Vatanseverlik ‘devletseverlik’ midir?

İBRAHİM Tatlıses ‘‘değişik’’ biri. Ben burada Başbakanlık'ta 80. Yıl Kutlama Komitesi'nden gelen bir bilgiyi yazıyorum, Tatlıses çıkıp bana hakaretler yağdırıyor. Bana ‘‘yalancı’’ diyor.

Oysa bizde ‘‘yalan’’ yok. Tatlıses aynı şeyi daha önce de yaptı.

Biz Kanal D Haber'de Tatlıses'in Almanya'da bir kadına tacevüz ettiği iddiasıyla tutuklama kararıyla arandığını duyurduk, Tatlıses çıktı, ‘‘Yalancılar’’ dedi. Ardından da bizi mahkemeye verdi.

Mahkemeye Almanya'daki mahkeme kararlarını sunduk.

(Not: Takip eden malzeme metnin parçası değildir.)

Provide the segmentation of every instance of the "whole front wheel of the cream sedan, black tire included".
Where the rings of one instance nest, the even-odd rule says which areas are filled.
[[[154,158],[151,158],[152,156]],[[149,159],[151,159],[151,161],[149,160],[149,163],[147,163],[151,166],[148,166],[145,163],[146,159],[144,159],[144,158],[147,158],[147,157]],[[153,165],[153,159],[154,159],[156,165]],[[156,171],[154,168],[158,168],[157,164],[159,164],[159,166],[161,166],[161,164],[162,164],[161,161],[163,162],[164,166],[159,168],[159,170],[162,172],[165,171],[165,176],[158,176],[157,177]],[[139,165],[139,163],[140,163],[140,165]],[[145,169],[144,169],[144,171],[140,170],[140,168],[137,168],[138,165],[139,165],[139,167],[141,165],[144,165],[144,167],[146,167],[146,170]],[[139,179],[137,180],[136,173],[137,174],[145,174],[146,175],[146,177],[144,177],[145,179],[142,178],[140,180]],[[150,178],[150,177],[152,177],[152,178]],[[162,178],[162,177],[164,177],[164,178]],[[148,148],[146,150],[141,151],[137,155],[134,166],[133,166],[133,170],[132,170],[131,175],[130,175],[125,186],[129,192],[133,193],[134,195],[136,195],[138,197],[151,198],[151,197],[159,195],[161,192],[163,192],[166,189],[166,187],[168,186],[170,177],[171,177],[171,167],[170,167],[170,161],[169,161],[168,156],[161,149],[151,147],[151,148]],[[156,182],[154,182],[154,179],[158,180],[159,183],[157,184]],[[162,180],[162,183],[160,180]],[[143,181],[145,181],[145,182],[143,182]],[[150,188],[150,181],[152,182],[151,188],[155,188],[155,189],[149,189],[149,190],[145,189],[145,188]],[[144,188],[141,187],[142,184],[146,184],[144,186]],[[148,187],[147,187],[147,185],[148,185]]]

Mahkeme haberin doğru olduğunu gördü ve hakkımızda ‘‘takipsizlik’’ kararı verdi. Böylece kimin ‘‘yalancı’’ olduğu da mahkeme kararıyla kanıtlandı.

80. yıl törenlerine katılmak veya katkı sağlamak için para isteyenleri yazınca sevgili dostum, yapımcı Fatih Aksoy aradı.

Aksoy, hem Sinan Çetin'in programı ‘‘Film Gibi’’nin, hem de Tatlıses'in ‘‘Tek Tek’’ adlı programının yapımcısıdır.

‘‘Sana katılmıyorum Fatih’’ dedi.

‘‘İbrahim Tatlıses her yıl vergi rekortmeni olan, bu ülkeye her yıl trilyonlarca lira vergi ödeyen biri. Sesiyle para kazanıyor. Kendisinden bir hizmet istenince bunun bedelini istemesinden daha normal ne olabilir?’’ diye fikrini aktardı.

‘‘Benden 80. yıl kitapçığı için bir yazı isteseler gurur duyar ve yazardım. Ben de kazancımın vergisini veriyorum ve ben de yazımla para kazanıyorum’’ dedim.

‘‘Sen yapabilirsin ama herkes yapmak zorunda değil’’ dedi.

‘‘Peki ben seni arasam ve ‘Fatih 80. yıl için küçük bir film yapar mısın?' desem benden para mı isteyeceksin?’’ diye sordum.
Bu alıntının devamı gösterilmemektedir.